Limbaugh also personally defended Ann Romney, referring to her as a “role model.”

“They’ve gone after the wrong woman here. Ann Romney is not disliked. Ann Romney is not unlikeable. Ann Romney isn’t controversial. Ann Romney isn’t telling anybody how to live. … Ann Romney’s a role model. Don’t care what you think of Mitt. That’s not the point here. She is a role model for living and trying to live a fulfilling life,” he said.

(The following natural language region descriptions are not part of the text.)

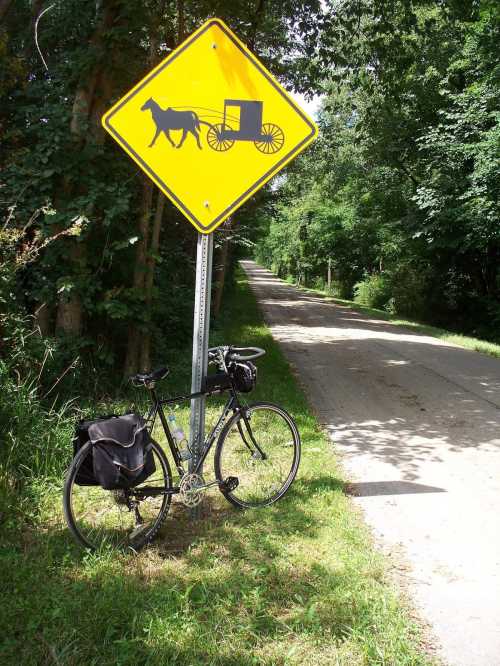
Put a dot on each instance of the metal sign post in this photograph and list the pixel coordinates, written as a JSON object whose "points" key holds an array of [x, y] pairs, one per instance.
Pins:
{"points": [[201, 328]]}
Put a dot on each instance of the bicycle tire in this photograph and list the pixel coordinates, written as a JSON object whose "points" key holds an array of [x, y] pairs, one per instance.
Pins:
{"points": [[147, 534], [232, 456]]}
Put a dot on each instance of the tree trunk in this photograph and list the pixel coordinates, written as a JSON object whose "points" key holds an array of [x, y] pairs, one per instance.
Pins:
{"points": [[42, 319], [69, 310], [4, 7], [220, 271], [69, 313], [134, 333], [148, 288]]}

No one but Ann Romney knows if her life is fulfilling and if she considers herself any kind of a role model. I would hope my daughters would not consider Ann Romney’s life one worth copying but then that’s my values. For one, I love my father a lot. If he were an outspoken atheist like Ann Romney’s was, I certainly would have never allowed any one to sneak-baptize him into any religion after his death. I consider that the panultimate disrespect. I also would not for a minute raise my daughters in any tradition where women must call 18 year old man children “elders”, where tons of money is spent defeating the ERA, and where women are not allowed access to “heaven” with out a husband sponsor. That’s just the short list of the kinds of patriarchal, women-hating stuff that goes on in Romney’s religion. I don’t consider that much of a role model for self respect. I also would’ve put my husband on the roof of the car if he’d have tried to put the family dog up there.  However, Ann Romney has to live with all of these decisions and her life. That’s the deal with being a mother, you should be able to choose the way you do it. I can’t imagine any one thinking Ann Romney’s choices or lifestyle is common to all but a few women and I challenge all of us that see this backlash and stand behind Hillary Rosen. For a group of people that scream class war at the drop of a hat, the misogynists sure have done a great job of missing the point of class and money in Rosen’s comments.

endnote:

I’ve just been told that David Pflouffe is on Lawrence O’Donnell acting lie a complete ass.  He just called the pillorying of Rosen a “rare moment of bi-partisan agreement”.  This is just another example of the inability of Democratic men to really stand up for what’s right.  Unbelievable! This is akin to them joining in the swift boating of Kerry.  This has nothing to do with the choice of not working or working.  It has everything to do with being a member of a privileged elite that’s far removed from the rest of us.  We need to be very vocal about this.

or as Hillary herself puts it on her facebook:

I’ve nothing against @AnnRomney. I just don’t want Mitt using her as an expert on women struggling $ to support their family. She isn’t.